HTI Press. Ahad, 16 Januari 2011 bertempat di Mesjid Agung Medan jl.Dipenegoro pukul.09.00 wib, HTI-SUMUT kembali mengadakan Halqah Islam dan Peradaban edisi-7. Tema yang diangkat Indonesia di Jurang Sekulerisme dan Masa Depan Syariah, tema ini masih berkaitan dengan momen awal tahun, HTI ingin mengulas pristiwa dan kejadian yang ada disekitar umat dalam rentang 2010-Januari 2011. Pembicara pada HIP-7 kali ini ada tiga orang dan semuanya adalah pengurus DPD-1 HTI-SUMUT, yakni : 1). Ustadz Muhammad Basyuni, Ph.d, 2). Ustadz Sofyan Arsyad Siregar, STP, 3). Uztadz Musa Abdul Ghani, S.Ag.
Permasalahan pertama yang dikupas pada HIP-7 ini adalah permasalahan ekonomi, oleh Ustadz Basyuni. Beliau memaparkan berbagai data kebangkitan semu yang dihasilakan dari kebijakan ekonomi kapitalis-liberal Negeri ini, tampak ketimpangan social yang nyata diantara kesejahterahan masyarakat yang berbanding terbalik dengan angka pendapatan perkapita masyarakat. Cara ukur rata-rata dan fokus pembangunan ekonomi non-real tidak akan pernah menggambarkan hakikat kesejahteraan masyarakat, Ustadz Basyuni menyatakan” kemiskinan Indonesia yang menembus 53% dari total penduduk, adalah hasil dari kebijakan dzalim pemerintah, dan akibat kebijakan yang salah urus ini, Indonesia terus terlilit kemiskinan, utang dan berbagai masalah turunan yang lahir dari kebijakan ekonomi kapitalis-liberal di Negeri ini”.

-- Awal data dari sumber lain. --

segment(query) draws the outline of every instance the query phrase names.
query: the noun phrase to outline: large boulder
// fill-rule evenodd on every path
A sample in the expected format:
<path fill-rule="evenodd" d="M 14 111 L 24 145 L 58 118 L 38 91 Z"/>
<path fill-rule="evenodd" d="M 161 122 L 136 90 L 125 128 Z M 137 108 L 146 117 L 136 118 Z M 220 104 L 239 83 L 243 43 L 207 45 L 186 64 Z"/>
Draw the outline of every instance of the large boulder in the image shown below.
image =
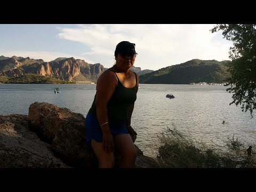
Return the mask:
<path fill-rule="evenodd" d="M 29 130 L 27 115 L 0 115 L 0 168 L 69 167 Z"/>
<path fill-rule="evenodd" d="M 28 116 L 0 116 L 0 167 L 98 167 L 85 143 L 84 120 L 67 108 L 37 102 L 29 106 Z M 135 146 L 137 167 L 158 167 Z M 118 167 L 121 158 L 115 154 Z"/>

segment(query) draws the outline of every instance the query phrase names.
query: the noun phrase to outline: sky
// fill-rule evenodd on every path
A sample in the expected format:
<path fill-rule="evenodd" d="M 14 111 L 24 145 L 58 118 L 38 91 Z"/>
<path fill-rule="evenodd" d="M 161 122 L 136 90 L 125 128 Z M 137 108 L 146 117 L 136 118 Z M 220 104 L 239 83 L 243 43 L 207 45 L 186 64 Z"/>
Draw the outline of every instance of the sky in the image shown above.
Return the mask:
<path fill-rule="evenodd" d="M 233 43 L 215 24 L 0 24 L 0 56 L 115 64 L 116 45 L 135 44 L 134 67 L 157 70 L 192 59 L 230 60 Z"/>

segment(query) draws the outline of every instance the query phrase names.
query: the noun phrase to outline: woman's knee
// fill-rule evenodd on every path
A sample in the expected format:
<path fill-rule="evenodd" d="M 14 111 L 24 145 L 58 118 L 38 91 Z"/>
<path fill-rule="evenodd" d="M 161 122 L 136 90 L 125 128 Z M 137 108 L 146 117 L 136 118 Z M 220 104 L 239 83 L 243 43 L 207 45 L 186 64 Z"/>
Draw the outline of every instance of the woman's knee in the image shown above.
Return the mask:
<path fill-rule="evenodd" d="M 99 159 L 99 167 L 100 168 L 112 168 L 115 165 L 115 157 L 113 155 L 102 156 Z"/>
<path fill-rule="evenodd" d="M 124 158 L 126 159 L 132 159 L 135 161 L 136 159 L 136 157 L 137 157 L 137 150 L 136 148 L 131 147 L 129 148 L 124 154 Z"/>

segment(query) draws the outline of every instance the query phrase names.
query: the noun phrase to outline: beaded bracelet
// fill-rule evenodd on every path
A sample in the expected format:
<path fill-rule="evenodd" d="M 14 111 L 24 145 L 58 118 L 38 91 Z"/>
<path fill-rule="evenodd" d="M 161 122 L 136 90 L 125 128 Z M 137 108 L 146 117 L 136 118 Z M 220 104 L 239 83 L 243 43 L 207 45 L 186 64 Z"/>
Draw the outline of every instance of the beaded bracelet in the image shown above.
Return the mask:
<path fill-rule="evenodd" d="M 102 126 L 103 125 L 106 125 L 106 124 L 108 123 L 108 122 L 107 122 L 106 123 L 104 123 L 103 124 L 102 124 L 101 125 L 100 125 L 100 126 Z"/>

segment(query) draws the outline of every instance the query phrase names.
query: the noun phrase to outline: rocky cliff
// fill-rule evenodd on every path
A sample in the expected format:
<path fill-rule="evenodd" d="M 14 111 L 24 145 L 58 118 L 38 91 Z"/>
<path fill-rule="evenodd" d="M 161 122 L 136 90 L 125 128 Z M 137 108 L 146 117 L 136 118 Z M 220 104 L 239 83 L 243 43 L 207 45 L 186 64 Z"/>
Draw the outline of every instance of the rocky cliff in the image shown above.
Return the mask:
<path fill-rule="evenodd" d="M 76 77 L 79 81 L 95 81 L 105 70 L 100 63 L 90 64 L 73 57 L 57 58 L 50 62 L 16 56 L 0 58 L 0 76 L 9 77 L 34 74 L 68 81 L 77 81 Z"/>

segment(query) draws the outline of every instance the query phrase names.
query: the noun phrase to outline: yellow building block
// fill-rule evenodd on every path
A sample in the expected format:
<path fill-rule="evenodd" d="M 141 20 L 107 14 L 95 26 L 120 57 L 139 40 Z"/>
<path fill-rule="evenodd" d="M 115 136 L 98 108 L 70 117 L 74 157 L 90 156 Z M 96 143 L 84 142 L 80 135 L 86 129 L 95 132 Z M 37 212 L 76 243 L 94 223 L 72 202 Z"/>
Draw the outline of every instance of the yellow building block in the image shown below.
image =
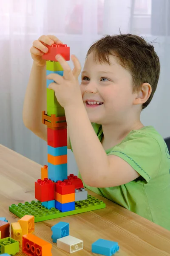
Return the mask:
<path fill-rule="evenodd" d="M 11 237 L 18 241 L 20 246 L 22 244 L 22 231 L 21 225 L 18 222 L 11 223 Z"/>
<path fill-rule="evenodd" d="M 34 216 L 25 215 L 18 220 L 23 231 L 23 236 L 31 234 L 34 231 Z"/>
<path fill-rule="evenodd" d="M 61 203 L 61 204 L 74 202 L 75 201 L 75 193 L 67 194 L 67 195 L 61 195 L 57 192 L 55 192 L 55 199 Z"/>
<path fill-rule="evenodd" d="M 48 178 L 48 166 L 47 165 L 41 167 L 41 179 L 43 180 L 45 178 Z"/>

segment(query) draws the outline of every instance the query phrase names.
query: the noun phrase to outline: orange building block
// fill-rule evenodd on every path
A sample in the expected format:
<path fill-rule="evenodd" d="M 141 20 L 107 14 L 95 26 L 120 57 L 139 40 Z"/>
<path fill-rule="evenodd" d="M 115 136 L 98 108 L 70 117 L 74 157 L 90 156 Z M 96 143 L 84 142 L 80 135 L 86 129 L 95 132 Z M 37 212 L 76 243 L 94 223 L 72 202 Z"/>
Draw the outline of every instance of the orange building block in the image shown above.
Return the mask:
<path fill-rule="evenodd" d="M 48 178 L 48 166 L 46 165 L 41 167 L 41 179 L 44 180 L 45 178 Z"/>
<path fill-rule="evenodd" d="M 52 256 L 52 244 L 34 236 L 23 236 L 23 252 L 30 256 Z"/>
<path fill-rule="evenodd" d="M 67 195 L 61 195 L 57 192 L 55 192 L 55 200 L 61 204 L 71 203 L 75 201 L 75 193 L 67 194 Z"/>
<path fill-rule="evenodd" d="M 67 163 L 67 154 L 62 156 L 56 156 L 54 157 L 49 154 L 48 154 L 48 162 L 52 164 L 62 164 L 62 163 Z"/>
<path fill-rule="evenodd" d="M 23 235 L 32 233 L 34 231 L 34 216 L 25 215 L 18 220 L 21 225 Z"/>
<path fill-rule="evenodd" d="M 11 237 L 18 241 L 20 246 L 22 245 L 22 231 L 21 225 L 18 222 L 11 223 Z"/>
<path fill-rule="evenodd" d="M 1 233 L 1 239 L 8 237 L 9 236 L 10 224 L 6 221 L 0 221 L 0 231 Z"/>

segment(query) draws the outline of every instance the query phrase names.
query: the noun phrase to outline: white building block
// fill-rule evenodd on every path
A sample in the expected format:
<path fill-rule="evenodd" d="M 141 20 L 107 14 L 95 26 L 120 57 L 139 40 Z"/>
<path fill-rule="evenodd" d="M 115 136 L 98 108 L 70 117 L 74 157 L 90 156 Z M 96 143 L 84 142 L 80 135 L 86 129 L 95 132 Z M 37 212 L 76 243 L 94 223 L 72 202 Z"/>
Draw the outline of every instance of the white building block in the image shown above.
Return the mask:
<path fill-rule="evenodd" d="M 83 249 L 83 241 L 72 236 L 67 236 L 57 239 L 57 244 L 58 248 L 70 253 Z"/>

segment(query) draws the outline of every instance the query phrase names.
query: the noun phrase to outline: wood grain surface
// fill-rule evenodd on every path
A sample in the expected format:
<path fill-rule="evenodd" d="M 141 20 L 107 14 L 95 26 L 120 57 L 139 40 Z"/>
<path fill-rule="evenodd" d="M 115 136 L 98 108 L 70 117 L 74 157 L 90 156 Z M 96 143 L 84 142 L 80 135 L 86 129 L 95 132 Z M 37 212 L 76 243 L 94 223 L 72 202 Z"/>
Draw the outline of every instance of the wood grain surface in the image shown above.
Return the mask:
<path fill-rule="evenodd" d="M 0 144 L 0 216 L 9 222 L 18 218 L 8 210 L 12 204 L 34 200 L 34 184 L 40 178 L 41 166 Z M 91 244 L 99 238 L 117 241 L 115 256 L 170 256 L 170 231 L 88 191 L 106 204 L 105 209 L 35 223 L 34 234 L 51 243 L 53 256 L 69 255 L 51 239 L 51 227 L 69 222 L 70 235 L 84 241 L 74 256 L 95 255 Z M 22 250 L 16 255 L 25 255 Z"/>

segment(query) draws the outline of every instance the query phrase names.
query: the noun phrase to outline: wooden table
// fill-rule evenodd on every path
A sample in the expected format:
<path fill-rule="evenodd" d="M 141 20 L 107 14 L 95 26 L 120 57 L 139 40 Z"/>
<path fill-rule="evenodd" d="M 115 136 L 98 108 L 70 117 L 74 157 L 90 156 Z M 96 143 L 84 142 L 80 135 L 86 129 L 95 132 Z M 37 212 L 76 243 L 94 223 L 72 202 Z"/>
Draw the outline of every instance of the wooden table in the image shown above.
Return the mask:
<path fill-rule="evenodd" d="M 34 199 L 34 184 L 40 177 L 41 166 L 0 144 L 0 216 L 9 222 L 18 218 L 8 206 Z M 115 256 L 170 256 L 170 231 L 95 193 L 105 209 L 35 223 L 34 234 L 52 244 L 53 256 L 69 255 L 52 242 L 51 227 L 59 221 L 70 224 L 70 234 L 84 241 L 79 255 L 94 255 L 91 244 L 99 238 L 119 243 Z M 25 255 L 22 250 L 17 255 Z"/>

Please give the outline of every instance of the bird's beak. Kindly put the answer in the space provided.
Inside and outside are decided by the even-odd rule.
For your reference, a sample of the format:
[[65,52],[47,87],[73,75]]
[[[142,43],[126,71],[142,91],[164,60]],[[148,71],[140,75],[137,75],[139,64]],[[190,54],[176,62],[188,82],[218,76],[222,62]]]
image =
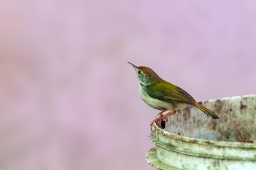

Sedangkan Ustadz Sofyan fokus dalam pembahasan politik dan hukum, beliau memaparkan bahwa didalam sistem politik Kapitalis berlaku sebuah semboyan Money for Power, and Power for Money, terjemahan bebasnya adalah Uang untuk Kekuasaan dan Kekuasaan untuk Uang. Bukti dari semboyan ini dapat dilihat secara nyata di perpolitikan Indonesia, penguasa bukan mengurusi rakyat malah memeras rakyat. Dorongan kuat untuk bayar pajak dan sanksi berat bagi penunggak pajak, hanya sebuah kamuflase untuk menyedot uang masyarakat, membuat UU yang pro-Asing juga telah merampok kekayaan rakyat. Belum lagi dalam beberapa kurun belakangan mucul kepermukaan kasus-kasus heboh, seperti rekening gendut Polri, markus, ataupun Gayus, maka publicpun bertanya-tanya kenapa mereka dituntut untuk taat pajak dan hukum, sementara mereka orang-orang tertentu dalam pemerintahan justru menikmati lebih banyak fasilitas dari kekayaan rakyat dan rakyat tetap dalam kesengsaraan.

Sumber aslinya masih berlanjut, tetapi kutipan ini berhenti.